Grounding the house system is outside the scope of ISFA’s involvement; the family has called in an electrician to do that. They will also have more insulation blown in, thereby reducing the amount of electricity consumed for heating and cooling. Clarence has other energy efficiency improvements in mind, based on advice he received from other volunteers who work in the building trades.

Their earlier experience with Habitat had already taught Clarence and Tora that working together brings people closer. Clarence says,”We learned a lot about our limits and we learned that we are capable of things that we didn’t think we ever would be.” Their son Bailey was just 7 when the house was built, but now at 15, he is part of the team. “I was really proud to see my son doing all this work,” Clarence says. “Several months ago I had given him a lesson on making Cat 5 cables. He was able to put that experience to work. That was definitely uplifting and filled his dad with pride. He really enjoyed it.”      
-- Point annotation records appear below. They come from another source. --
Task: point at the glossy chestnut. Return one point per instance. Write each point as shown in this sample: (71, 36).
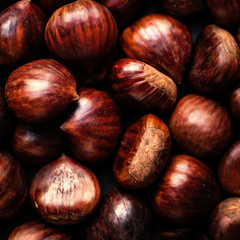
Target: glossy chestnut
(216, 61)
(93, 126)
(161, 41)
(40, 90)
(187, 191)
(37, 231)
(144, 151)
(140, 87)
(14, 187)
(64, 192)
(22, 27)
(121, 216)
(201, 126)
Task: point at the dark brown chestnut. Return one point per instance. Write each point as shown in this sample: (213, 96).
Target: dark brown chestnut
(144, 151)
(138, 86)
(39, 143)
(22, 27)
(93, 126)
(216, 61)
(161, 41)
(187, 191)
(37, 231)
(225, 220)
(201, 126)
(81, 33)
(122, 216)
(14, 187)
(64, 192)
(40, 90)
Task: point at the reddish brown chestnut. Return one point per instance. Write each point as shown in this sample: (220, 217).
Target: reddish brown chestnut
(81, 33)
(122, 216)
(64, 192)
(14, 187)
(37, 231)
(187, 191)
(161, 41)
(93, 126)
(143, 153)
(40, 90)
(138, 86)
(21, 32)
(201, 126)
(225, 220)
(216, 61)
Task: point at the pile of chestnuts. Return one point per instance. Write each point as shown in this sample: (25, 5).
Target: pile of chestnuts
(119, 120)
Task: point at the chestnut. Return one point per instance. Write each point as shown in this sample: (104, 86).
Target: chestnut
(39, 143)
(81, 33)
(93, 126)
(225, 220)
(22, 27)
(201, 126)
(140, 87)
(122, 216)
(216, 62)
(14, 188)
(40, 90)
(64, 192)
(187, 191)
(144, 151)
(161, 41)
(37, 231)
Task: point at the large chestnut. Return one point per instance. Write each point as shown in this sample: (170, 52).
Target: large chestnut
(161, 41)
(187, 191)
(225, 220)
(93, 126)
(138, 86)
(14, 187)
(64, 192)
(201, 126)
(143, 153)
(37, 231)
(216, 61)
(122, 216)
(22, 27)
(81, 33)
(40, 90)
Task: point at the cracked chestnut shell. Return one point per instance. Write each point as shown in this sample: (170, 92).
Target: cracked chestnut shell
(144, 151)
(216, 61)
(64, 192)
(160, 41)
(140, 87)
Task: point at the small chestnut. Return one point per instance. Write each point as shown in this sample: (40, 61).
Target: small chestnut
(143, 153)
(64, 192)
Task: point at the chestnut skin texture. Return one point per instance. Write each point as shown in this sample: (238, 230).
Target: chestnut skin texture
(140, 87)
(226, 13)
(229, 172)
(225, 220)
(14, 187)
(37, 231)
(201, 126)
(161, 41)
(81, 33)
(40, 90)
(64, 192)
(216, 61)
(93, 126)
(22, 27)
(144, 151)
(187, 191)
(122, 216)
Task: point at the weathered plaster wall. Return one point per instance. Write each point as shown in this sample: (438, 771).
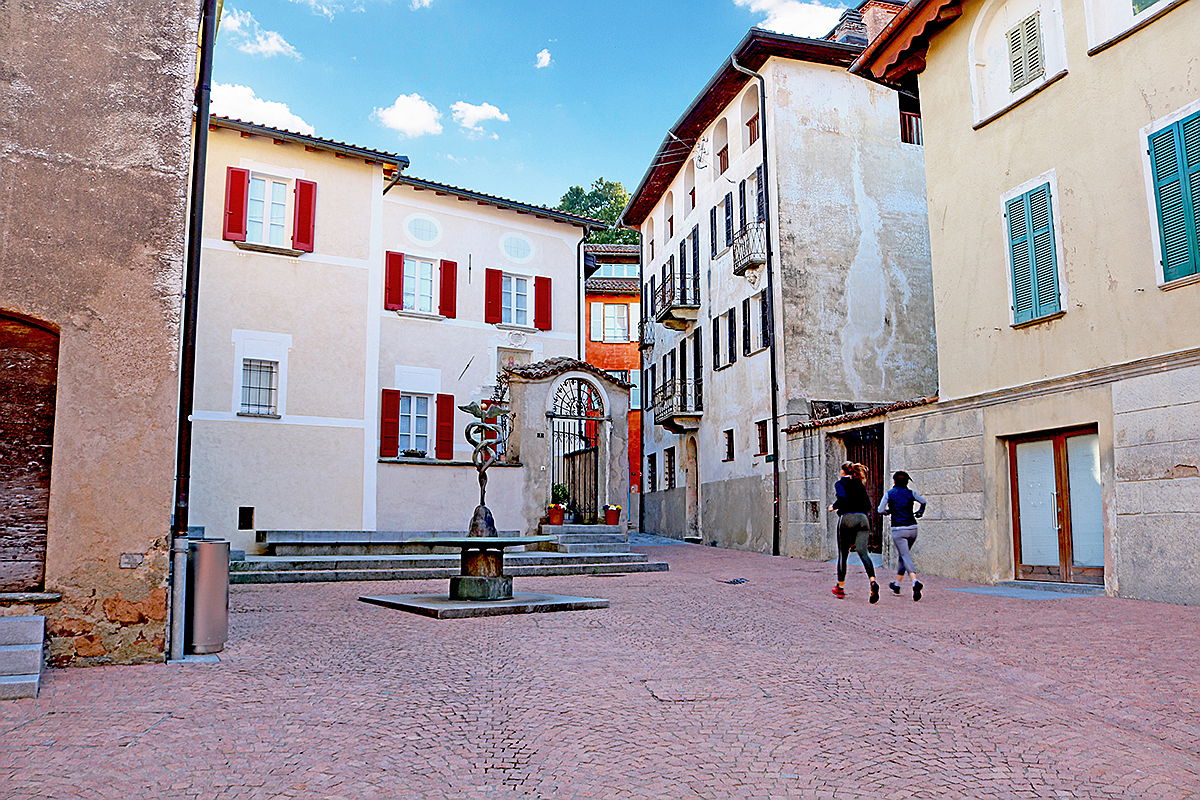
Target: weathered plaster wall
(95, 139)
(852, 240)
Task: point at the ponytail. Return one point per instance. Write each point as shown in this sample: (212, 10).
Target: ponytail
(856, 470)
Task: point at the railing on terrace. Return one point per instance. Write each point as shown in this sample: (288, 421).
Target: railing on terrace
(749, 247)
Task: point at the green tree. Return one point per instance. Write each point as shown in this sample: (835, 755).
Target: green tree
(605, 200)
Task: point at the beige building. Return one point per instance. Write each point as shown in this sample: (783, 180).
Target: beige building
(785, 275)
(96, 142)
(347, 310)
(1063, 178)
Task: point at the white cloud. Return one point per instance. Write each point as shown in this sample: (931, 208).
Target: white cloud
(411, 115)
(241, 103)
(795, 17)
(249, 36)
(473, 116)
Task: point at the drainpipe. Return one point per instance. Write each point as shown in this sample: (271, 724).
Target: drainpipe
(178, 576)
(775, 531)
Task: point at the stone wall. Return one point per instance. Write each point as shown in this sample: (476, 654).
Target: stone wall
(1156, 428)
(96, 134)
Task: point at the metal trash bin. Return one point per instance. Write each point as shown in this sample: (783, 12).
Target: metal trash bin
(208, 595)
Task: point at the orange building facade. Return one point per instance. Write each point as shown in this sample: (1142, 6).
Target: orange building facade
(612, 308)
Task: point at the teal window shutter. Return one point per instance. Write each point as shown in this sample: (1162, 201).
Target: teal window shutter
(1033, 257)
(1175, 167)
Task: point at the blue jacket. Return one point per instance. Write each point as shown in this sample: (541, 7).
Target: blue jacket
(898, 501)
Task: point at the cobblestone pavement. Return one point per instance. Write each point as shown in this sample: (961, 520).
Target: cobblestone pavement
(685, 687)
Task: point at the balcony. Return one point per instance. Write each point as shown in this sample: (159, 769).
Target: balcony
(749, 247)
(645, 335)
(678, 404)
(677, 301)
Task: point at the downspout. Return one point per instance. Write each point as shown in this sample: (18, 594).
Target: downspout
(178, 576)
(775, 531)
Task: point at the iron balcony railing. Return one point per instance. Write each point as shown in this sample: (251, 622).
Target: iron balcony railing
(678, 397)
(678, 290)
(749, 247)
(646, 335)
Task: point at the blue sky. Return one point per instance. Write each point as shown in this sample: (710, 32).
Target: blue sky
(514, 97)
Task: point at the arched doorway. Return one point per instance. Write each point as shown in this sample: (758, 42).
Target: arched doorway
(576, 416)
(691, 498)
(29, 366)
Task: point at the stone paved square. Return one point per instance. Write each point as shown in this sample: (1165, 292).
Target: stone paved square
(685, 687)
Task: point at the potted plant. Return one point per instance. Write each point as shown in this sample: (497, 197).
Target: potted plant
(557, 507)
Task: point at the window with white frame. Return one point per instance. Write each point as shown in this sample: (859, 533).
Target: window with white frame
(267, 212)
(515, 300)
(418, 284)
(259, 388)
(616, 322)
(414, 422)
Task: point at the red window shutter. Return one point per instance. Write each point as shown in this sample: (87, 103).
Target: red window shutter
(492, 282)
(237, 199)
(444, 446)
(304, 227)
(389, 423)
(394, 281)
(541, 304)
(449, 301)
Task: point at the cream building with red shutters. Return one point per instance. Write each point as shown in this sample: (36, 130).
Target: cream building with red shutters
(346, 311)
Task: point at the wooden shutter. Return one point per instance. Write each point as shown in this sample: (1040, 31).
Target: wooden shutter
(729, 218)
(732, 334)
(598, 322)
(1175, 166)
(747, 346)
(742, 204)
(444, 428)
(1045, 258)
(493, 280)
(304, 223)
(389, 423)
(712, 232)
(543, 304)
(237, 202)
(394, 281)
(760, 194)
(448, 301)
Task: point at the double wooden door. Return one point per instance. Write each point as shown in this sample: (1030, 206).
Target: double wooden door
(1057, 515)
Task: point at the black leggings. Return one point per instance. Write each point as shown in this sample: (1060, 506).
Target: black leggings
(852, 531)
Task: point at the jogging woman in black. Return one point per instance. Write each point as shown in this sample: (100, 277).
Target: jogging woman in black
(853, 525)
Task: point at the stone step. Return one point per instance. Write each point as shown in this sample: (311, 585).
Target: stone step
(16, 687)
(283, 563)
(592, 547)
(21, 659)
(426, 573)
(558, 530)
(22, 630)
(599, 539)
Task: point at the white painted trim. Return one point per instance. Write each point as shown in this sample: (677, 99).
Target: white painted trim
(1051, 178)
(274, 170)
(1156, 242)
(267, 347)
(371, 368)
(293, 419)
(310, 258)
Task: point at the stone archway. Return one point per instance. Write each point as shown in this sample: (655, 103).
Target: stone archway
(29, 359)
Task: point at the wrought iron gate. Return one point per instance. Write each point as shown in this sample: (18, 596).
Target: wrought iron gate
(575, 419)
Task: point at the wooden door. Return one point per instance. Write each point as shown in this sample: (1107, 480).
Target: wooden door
(29, 356)
(1057, 516)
Clarence has a tip for the installation volunteers that have not started yet. “The training Ryan gave us was really good. Still, there are some confidence issues when you are doing work you have never done before.  When you get involved in a group like this, everybody’s helping watch out for each other.” 

Feeling the love

Tora and Clarence sent excited texts to the group when the dial on their new meter spun backwards, building up credit for the energy they were producing. But they expressed deeper feelings as well – gratitude to the other members of their group, empowerment, hope.

Clarence talks about “the high you can get from helping others, a kind of buzz you can catch from selflessness.” He felt it himself and caught it from the volunteers working on his house. When he led the Roof crew on the next installation, he said, “Brent is going to get solar today because we helped him. That’s going to bring a change in his life and bring a change into the world – the larger world. That’s like Habitat in a way, but solar is so exciting. People who are chasing solar are changing the world.”

“My fear for the future is that we don’t have politicians that see the importance of developing and encouraging and subsidizing alternative forms of energy for everyone. I feel that right now there is some back pedaling due to politics and that’s awful, but I think that the larger population of people wants to see a better, cleaner world. We all want to leave something better for our great-grandchildren. We don’t want to think, ‘oh, what kind of a world have I brought my children into?’ I don’t think I can emphasize enough how exciting it is to have some place like this where you can output effort and achieve a positive result for the whole world.”